Michael Wilson, clinical team manager (CTM) and community advisory board member for Collaboratory of AIDS Researchers for Eradication (CARE), takes pride in serving as a voice for the lesbian, gay, bisexual, transgender and questioning and/or queer (LGBTQ) community, which HIV disproportionately impacts. CARE, funded by the National Institute of Allergy and Infectious Diseases (NIAID), part of the National Institutes of Health (NIH), is a collaboration of leading scientific experts from research institutions, pharmaceutical companies and laboratories that are working together to find a cure for HIV. The board Mike is a member of acts as a bridge between the investigators who write the protocols and potential clinical trial participants.
“The primary reason I came to work for PPD in 2013 was its vast experience with HIV studies,” says Michael. “I have the opportunity, as a CTM, to work on the NIAID Clinical Site Monitoring contract with NIAID’s Division of AIDS. I am fortunate to be able to align my role at PPD to my personal passion of community engagement and advocacy until there is a cure.”
Through years of experience and partnership, PPD has supported trials designed to find effective antiretroviral therapies (ART) to control and help prevent transmission of HIV. ART taken as PrEP by people at risk for HIV acquisition has been shown to be highly effective.
Between 2000 and 2018, new HIV diagnoses fell by 37% worldwide through ART, education and national HIV programs.
“In Malawi we have seen a significant reduction in mortality and new cases thanks to the HIV/AIDS treatments developed as a result of the dedicated people working in clinical research,” John explains. “Early on there was also a lot of superstition in the community around HIV/AIDS and distrust of medical intervention, which exposure to clinical research has helped to dispel and demystify.
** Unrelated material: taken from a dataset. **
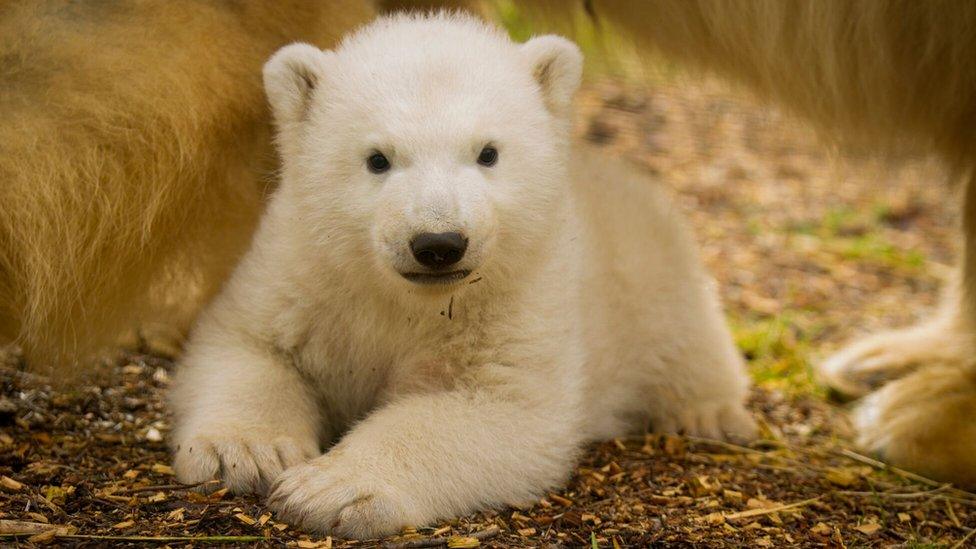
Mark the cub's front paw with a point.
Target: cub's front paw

It has allowed for greater acceptance of interventions and prevention programs.”
On all levels, employees in GPHS are committed to help lead the way in meeting the 2030 deadline to end this disease.
The NIAID Clinical Site Monitoring project is funded by the National Institute of Allergy and Infectious Diseases, National Institutes of Health, Department of Health and Human Services, under Contract No. HSN272201700004C.